“Through this study, we were able to find clues about how electrons behave when they pass through the atomic wall,” stated Professor Dong Eon Kim. Physicists have been mystified for more than a century about what precisely happens to an electron that tunnels through a potential barrier a process at the heart of quantum mechanics, but so far, not fully understood. The most recent breakthrough experiment not only shed light on this quantum ride but also upended fundamental expectations on electron dynamics within the tunnel.

Quantum tunneling is often likened to a particle somehow flying across a wall that it is unable to climb over, an effect on which all from semiconductor operation to nuclear fusion hinges. While the tunneling entrance and exit sites had been charted, the electron’s passage through the forbidden region was a “black box.” Using intense laser pulses in an interdisciplinary research partnership between POSTECH and the Max Planck Institute for Nuclear Physics, researchers investigated this mysterious phase and uncovered a phenomenon that challenges existing models at its core.
The team’s experiment revealed that electrons don’t simply move through the barrier without interference. Instead, they undergo what the researchers have termed as “under-the-barrier recollision” a process where the electron, having not yet moved outside the barrier, collides with the atomic nucleus again. This finding overturns the conventional belief that any electron-nucleus interaction was not possible unless after the electron had already exited the tunnel. The observation of this recollision was made possible by leveraging attosecond pulse generation and ultrafast measurement techniques, which are now de facto tools in strong-field physics. These techniques, employing waveform-synthesised laser pulses with pulse widths below three femtoseconds, allow reliable monitoring of electron motion on timescales where quantum effects prevail.
More striking is that electrons gain energy in their under-the-barrier path, reaching a rise of Freeman resonance a resonance-driven ionisation process. This process creates ionization rates higher than theoretical predictions and, most surprisingly, with comparatively little dependence on the intensity of the driving laser. Such independence from laser intensity is unprecedented and suggests a novel class of ionization processes. The researchers described it as follows: “This is a completely new discovery that could not be predicted by existing theories.”

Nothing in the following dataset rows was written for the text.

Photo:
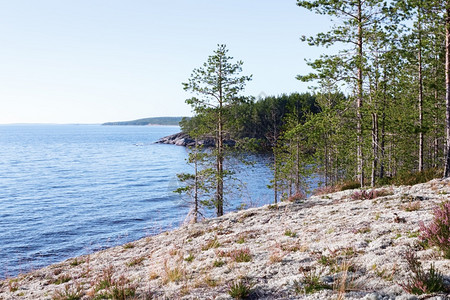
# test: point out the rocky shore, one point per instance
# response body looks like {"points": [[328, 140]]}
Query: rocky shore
{"points": [[354, 248], [183, 139]]}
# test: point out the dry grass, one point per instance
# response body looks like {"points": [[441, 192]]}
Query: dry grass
{"points": [[412, 206], [174, 274]]}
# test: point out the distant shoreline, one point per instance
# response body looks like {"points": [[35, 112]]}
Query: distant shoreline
{"points": [[157, 121]]}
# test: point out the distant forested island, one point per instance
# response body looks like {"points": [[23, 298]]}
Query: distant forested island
{"points": [[150, 121]]}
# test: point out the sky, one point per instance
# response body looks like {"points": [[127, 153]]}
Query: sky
{"points": [[94, 61]]}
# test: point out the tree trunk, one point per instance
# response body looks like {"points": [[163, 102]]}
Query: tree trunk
{"points": [[196, 183], [374, 147], [447, 88], [359, 99], [420, 167]]}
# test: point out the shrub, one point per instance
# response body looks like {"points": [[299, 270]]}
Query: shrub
{"points": [[437, 233], [173, 275], [74, 292], [412, 206], [323, 190], [189, 258], [129, 246], [310, 283], [411, 178], [13, 285], [218, 263], [136, 261], [290, 233], [240, 289], [364, 195], [240, 255], [421, 282], [214, 243], [297, 196]]}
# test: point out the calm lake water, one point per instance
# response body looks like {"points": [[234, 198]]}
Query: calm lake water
{"points": [[68, 190]]}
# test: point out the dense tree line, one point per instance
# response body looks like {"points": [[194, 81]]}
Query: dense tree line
{"points": [[380, 108], [393, 64], [256, 123]]}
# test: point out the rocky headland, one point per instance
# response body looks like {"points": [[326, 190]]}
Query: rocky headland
{"points": [[183, 139], [333, 246]]}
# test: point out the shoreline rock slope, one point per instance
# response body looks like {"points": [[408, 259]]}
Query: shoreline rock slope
{"points": [[183, 139], [270, 248]]}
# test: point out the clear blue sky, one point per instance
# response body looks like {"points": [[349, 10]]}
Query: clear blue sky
{"points": [[92, 61]]}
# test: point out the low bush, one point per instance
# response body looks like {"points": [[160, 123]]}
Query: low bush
{"points": [[350, 185], [323, 190], [437, 233], [297, 196], [411, 178], [240, 289], [310, 282], [421, 281]]}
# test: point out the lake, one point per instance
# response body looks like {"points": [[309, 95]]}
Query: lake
{"points": [[68, 190]]}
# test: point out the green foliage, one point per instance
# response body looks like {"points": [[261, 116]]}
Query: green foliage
{"points": [[421, 281], [437, 233], [217, 84], [74, 292], [415, 177], [218, 263], [240, 289], [190, 258], [290, 233], [310, 283]]}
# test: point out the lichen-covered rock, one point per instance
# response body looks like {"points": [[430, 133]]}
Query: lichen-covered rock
{"points": [[347, 247]]}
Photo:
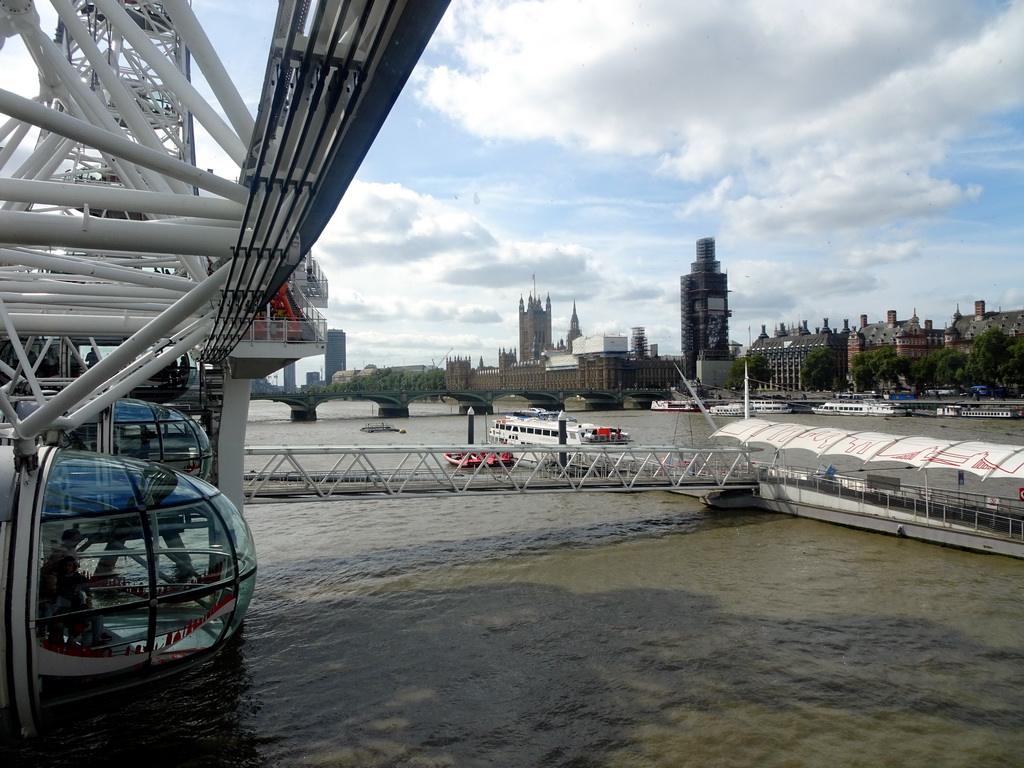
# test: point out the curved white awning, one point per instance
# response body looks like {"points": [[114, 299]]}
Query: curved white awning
{"points": [[984, 459]]}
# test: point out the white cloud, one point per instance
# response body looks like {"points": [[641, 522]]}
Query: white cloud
{"points": [[805, 118]]}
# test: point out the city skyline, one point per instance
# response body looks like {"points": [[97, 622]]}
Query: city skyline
{"points": [[847, 159]]}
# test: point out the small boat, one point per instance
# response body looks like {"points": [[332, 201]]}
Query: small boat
{"points": [[474, 460], [539, 427], [676, 407], [976, 412], [859, 408], [381, 426], [757, 407]]}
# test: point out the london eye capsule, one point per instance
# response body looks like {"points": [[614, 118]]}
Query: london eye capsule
{"points": [[147, 430], [120, 573]]}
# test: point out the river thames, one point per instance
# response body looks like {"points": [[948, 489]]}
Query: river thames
{"points": [[586, 630]]}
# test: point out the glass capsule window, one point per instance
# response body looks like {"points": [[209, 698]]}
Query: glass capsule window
{"points": [[137, 565], [150, 431]]}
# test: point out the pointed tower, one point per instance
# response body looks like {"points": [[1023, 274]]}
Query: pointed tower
{"points": [[535, 328], [574, 332]]}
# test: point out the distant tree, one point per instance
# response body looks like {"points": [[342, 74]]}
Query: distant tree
{"points": [[818, 369], [758, 370], [889, 368], [1013, 366], [949, 367], [882, 367], [987, 355], [923, 371], [861, 373]]}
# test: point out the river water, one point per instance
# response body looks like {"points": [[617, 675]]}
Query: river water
{"points": [[593, 630]]}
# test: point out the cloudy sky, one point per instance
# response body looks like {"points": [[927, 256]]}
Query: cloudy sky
{"points": [[849, 157]]}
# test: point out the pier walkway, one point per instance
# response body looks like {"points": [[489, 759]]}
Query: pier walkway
{"points": [[416, 470], [975, 521]]}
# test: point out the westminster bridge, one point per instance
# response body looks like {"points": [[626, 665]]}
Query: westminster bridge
{"points": [[394, 404]]}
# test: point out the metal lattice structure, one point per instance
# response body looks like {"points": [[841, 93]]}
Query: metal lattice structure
{"points": [[120, 256]]}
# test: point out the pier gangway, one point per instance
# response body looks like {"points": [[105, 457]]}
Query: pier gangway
{"points": [[388, 471]]}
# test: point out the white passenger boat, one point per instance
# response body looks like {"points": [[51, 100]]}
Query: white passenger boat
{"points": [[676, 407], [859, 408], [757, 408], [539, 427], [976, 412]]}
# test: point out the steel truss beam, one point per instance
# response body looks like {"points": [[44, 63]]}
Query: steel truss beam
{"points": [[394, 471]]}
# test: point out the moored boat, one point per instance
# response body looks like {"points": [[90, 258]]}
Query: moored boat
{"points": [[979, 412], [677, 407], [380, 426], [859, 408], [757, 407]]}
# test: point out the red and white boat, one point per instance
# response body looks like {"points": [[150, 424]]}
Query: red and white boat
{"points": [[676, 407], [474, 460]]}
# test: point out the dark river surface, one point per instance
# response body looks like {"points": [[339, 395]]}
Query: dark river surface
{"points": [[587, 630]]}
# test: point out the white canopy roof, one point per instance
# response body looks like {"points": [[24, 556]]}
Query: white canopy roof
{"points": [[984, 459]]}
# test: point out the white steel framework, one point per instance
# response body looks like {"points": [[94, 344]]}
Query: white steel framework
{"points": [[414, 470], [119, 255]]}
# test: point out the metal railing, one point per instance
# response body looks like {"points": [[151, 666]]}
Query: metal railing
{"points": [[391, 471], [928, 506]]}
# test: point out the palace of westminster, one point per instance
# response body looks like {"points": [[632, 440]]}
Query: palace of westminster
{"points": [[612, 361]]}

The implications of these findings resonate far beyond academic curiosity. In semiconductor physics, quantum tunneling is both a blessing and a curse. With decreasing device size to nanoscales, tunneling currents are unavoidable, leading to leakage and power loss in conventional transistors. At the same time, the phenomenon is also used in high-end devices such as tunnel field-effect transistors (TFETs) and resonant tunneling diodes, where control of electron flow through barriers needs to be extremely accurate to provide low-power, high-speed switching. The new technological freedom to engineer tunneling processes to unprecedented precision opens up the field to realize quantum-class devices. Through control of the coupling of the electron to the nucleus in the barrier, it may be possible to design the energy distribution and coherence of tunneling electrons, enhancing device performance and reliability.
The technological reach extends to quantum computing as well. Quantum bits, or qubits, often rely on tunneling effects for manipulation and readout of the state. The ability to control tunneling dynamics at the sub-femtosecond level could provide new paths to quantum error correction and suppression of decoherence, as quantum information is notoriously immune to uncontrolled interactions and energy noise. As a recent article pointed out, addressing the issue of quantum tunneling is critical to further advance semiconductor technologies and realize even more powerful and efficient electronic devices in the era of quantum technology.
Moreover, the experimental approaches adopted to achieve this breakthrough attosecond streaking and waveform synthesis are themselves pushing the boundaries of ultrafast science. By precision-engineering the electric field of laser pulses to attosecond scales, researchers can now generate and characterize isolated attosecond pulses across a broad range of energies and shed light on the most extreme phenomena in nature. Such control is necessary to investigate and ultimately manage electron dynamics in materials, molecules, and devices.
Its broader importance was brought out by Professor Kim: “Now, we can finally understand tunneling more deeply and control it as we wish.” This portends a paradigm shift not only in the underlying physics of quantum mechanics, but also in the engineering of next-generation technologies that depend on the nuanced ballet of electrons beneath the barrier.